Despite the extensive resources at Penn Medicine, surveys revealed that the Navy team lacked experience with acute burn treatment and pediatric patients. For the second phase, the team will rotate into a local burn center and at Children’s Hospital of Philadelphia.
Sometimes, the circumstances of combat are quite different from those of Philadelphia: the environment can be loud, dark, dusty or smoky, and specific tools or personnel may not be available. Penn Medicine is in the process of securing funding for immersive environment technology, which uses projectors to transform a simulation training room into a combat zone.

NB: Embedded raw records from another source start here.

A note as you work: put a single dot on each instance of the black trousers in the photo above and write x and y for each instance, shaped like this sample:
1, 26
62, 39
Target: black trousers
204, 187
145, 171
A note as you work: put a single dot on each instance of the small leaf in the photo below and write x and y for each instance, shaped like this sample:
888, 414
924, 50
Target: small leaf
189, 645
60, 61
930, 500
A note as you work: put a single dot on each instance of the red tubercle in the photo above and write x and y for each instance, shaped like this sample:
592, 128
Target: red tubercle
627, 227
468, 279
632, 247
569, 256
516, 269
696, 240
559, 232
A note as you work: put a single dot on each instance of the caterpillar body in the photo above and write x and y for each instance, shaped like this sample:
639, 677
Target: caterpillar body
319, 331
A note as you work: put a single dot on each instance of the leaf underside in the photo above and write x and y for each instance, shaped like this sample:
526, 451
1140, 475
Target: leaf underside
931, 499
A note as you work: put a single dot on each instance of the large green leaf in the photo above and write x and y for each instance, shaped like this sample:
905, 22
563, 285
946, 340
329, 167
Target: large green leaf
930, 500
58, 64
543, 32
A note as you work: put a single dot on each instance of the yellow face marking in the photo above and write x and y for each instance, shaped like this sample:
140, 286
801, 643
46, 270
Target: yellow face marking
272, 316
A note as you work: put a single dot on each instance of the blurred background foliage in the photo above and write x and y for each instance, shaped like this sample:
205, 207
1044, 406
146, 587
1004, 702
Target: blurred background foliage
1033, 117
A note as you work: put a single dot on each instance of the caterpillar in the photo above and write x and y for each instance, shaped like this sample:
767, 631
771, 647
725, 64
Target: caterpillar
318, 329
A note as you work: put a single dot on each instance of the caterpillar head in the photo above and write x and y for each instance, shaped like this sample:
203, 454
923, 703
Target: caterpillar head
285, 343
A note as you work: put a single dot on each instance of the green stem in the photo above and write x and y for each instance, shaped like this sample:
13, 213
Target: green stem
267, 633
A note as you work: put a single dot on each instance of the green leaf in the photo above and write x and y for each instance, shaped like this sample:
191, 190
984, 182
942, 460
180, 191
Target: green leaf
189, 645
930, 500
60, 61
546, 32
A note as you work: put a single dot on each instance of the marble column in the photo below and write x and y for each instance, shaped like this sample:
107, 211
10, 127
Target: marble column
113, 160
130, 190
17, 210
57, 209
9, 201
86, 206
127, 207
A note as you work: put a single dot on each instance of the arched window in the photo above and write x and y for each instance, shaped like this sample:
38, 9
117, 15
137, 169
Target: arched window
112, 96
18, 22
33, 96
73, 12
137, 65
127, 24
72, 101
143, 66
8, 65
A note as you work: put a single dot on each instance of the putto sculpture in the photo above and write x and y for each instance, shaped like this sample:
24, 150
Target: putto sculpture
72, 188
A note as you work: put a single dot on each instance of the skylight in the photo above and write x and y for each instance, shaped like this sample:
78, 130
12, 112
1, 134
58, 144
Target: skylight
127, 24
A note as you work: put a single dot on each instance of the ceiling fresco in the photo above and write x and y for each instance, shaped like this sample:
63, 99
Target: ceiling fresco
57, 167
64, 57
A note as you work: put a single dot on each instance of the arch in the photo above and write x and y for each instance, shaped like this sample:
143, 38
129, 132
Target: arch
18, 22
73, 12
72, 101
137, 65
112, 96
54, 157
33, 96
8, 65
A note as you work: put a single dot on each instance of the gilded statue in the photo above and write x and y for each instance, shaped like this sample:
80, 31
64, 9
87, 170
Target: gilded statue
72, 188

The system can reproduce the chaos of combat, using sounds of gunfire or explosions, sirens and civilians, flickering lights, even producing smoke.
Looking ahead to the next phase
Since the teams in the next phase of the partnership should be prepared to deploy after their first year, program leaders have had to adjust the training schedule.
“The program is a lot more condensed in this phase,” said Kramer. “We have a blueprint, but we’re tweaking it to accelerate team building and to get them ready to treat real patients in the trauma bay sooner.”
Encouraged by the success of the first phase of the partnership, Penn Medicine and Navy team members alike are energized and ready for the next six years.
“Everyone is so eager to help us make this partnership successful, and it has a huge impact on both the Navy team and the Penn Medicine staff who interact with them. It’s a huge morale boost all around,” said Schwab, who was recently honored by the American College of Surgeons for his career in trauma surgery and advocacy for military-civilian partnerships.
He added, “It’s truly an honor to be able to play this role in supporting our country.”